Here's the story! The Blackwater Turnip Growers Association have washed, picked and shipped, through that building, 30 carloads of table turnips this year and have orders in sight for 27,000 bushels of waxed turnips for delivery between now and the first of May. More orders than they have turnips available to fill of the strict quality they required to meet the high class trader they have established.
Mr. J. H. Purvis, manager of the plant, says they will ship at least three carloads of these turnips every two weeks for the remainder of the season to supply Toronto's taste for turnips.
The building and equipment at Blackwater cost $5300, of which the Ontario Departure of Agriculture advanced $2500. It is being paid for by a deduction of one cent per bushel from the returns of each shipment, sufficient with the present volume of business to pay for the building in ten years. Built at the side of a steep hill, between a roadway and the railroad tracks, it is a building 70 ft.×28 ft., three stories high at the tracks, but the turnips enter the top story on a level with the road. They are stored in bins in the basement after passing over the weigh scale; worked from these bins through slatted, revolving open drum, about one-third full of a slowly flowing steam of water, for washing, then elevated to the top floor for trimming, labelling and waxing. They are then packed in 50 lbs sacks and finally lowered down a side into the freight cars. On the way up the elevator from the washing drum a steam of water is played over them from a hose to remove all final traces of dirt. There is no scrubbing by hand.
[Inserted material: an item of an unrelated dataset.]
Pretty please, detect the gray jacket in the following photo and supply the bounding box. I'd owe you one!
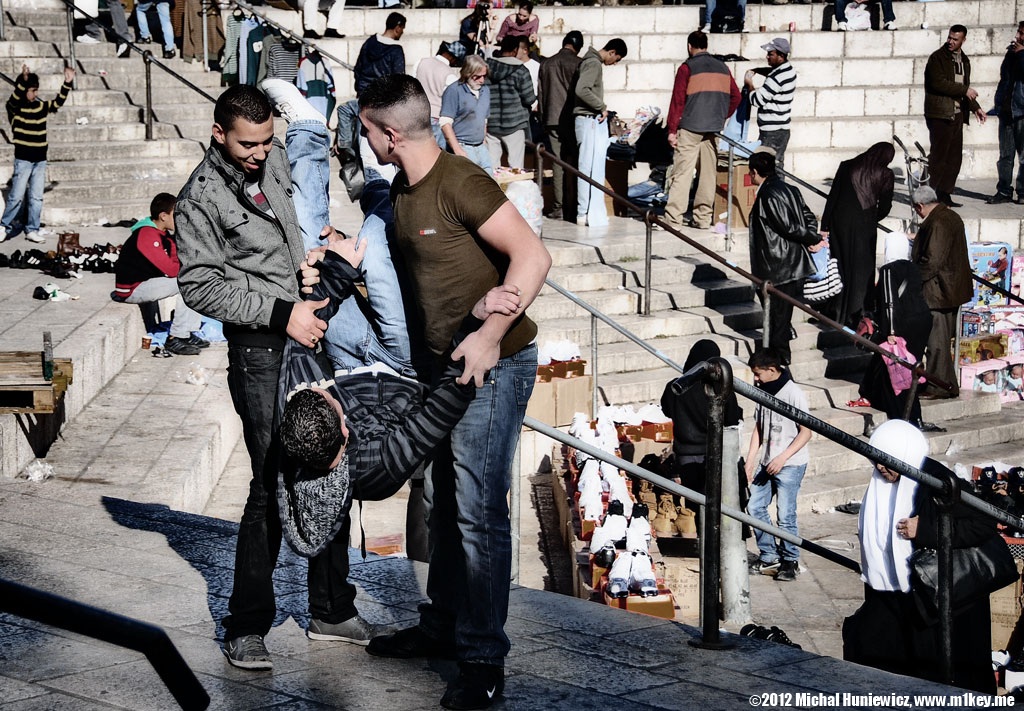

Seven men are able to wash , wax and label 250 to 300 bushels a day. At the outside an added cost of 10 cents a bushel over the cost of loading a car of unwashed turnips, f.o.b., Blackwater station. And the labelled turnips with the high sounding name, are bringing at least 20 cents a bushel greater return, and those that are rejected can be used for stock feed at home instead of paying freight on them to market where they are not wanted and cannot be used.
Are there many rejects? Due to the development of the root maggot there have been a lot this year, the average run ranging from 15 to 30 per cent. because of the worm injury and water core. With the 115 farmers who are under contract to supply turnips to the Blackwater plant 5 acres is about the average product and 400 bushels of saleable turnips is a good yield. But Mr. Purvis reported on man had sold 900 bushels off 2 cares and claimed the $90 he received for them was the nicest bit of money he had this year from the whole farm.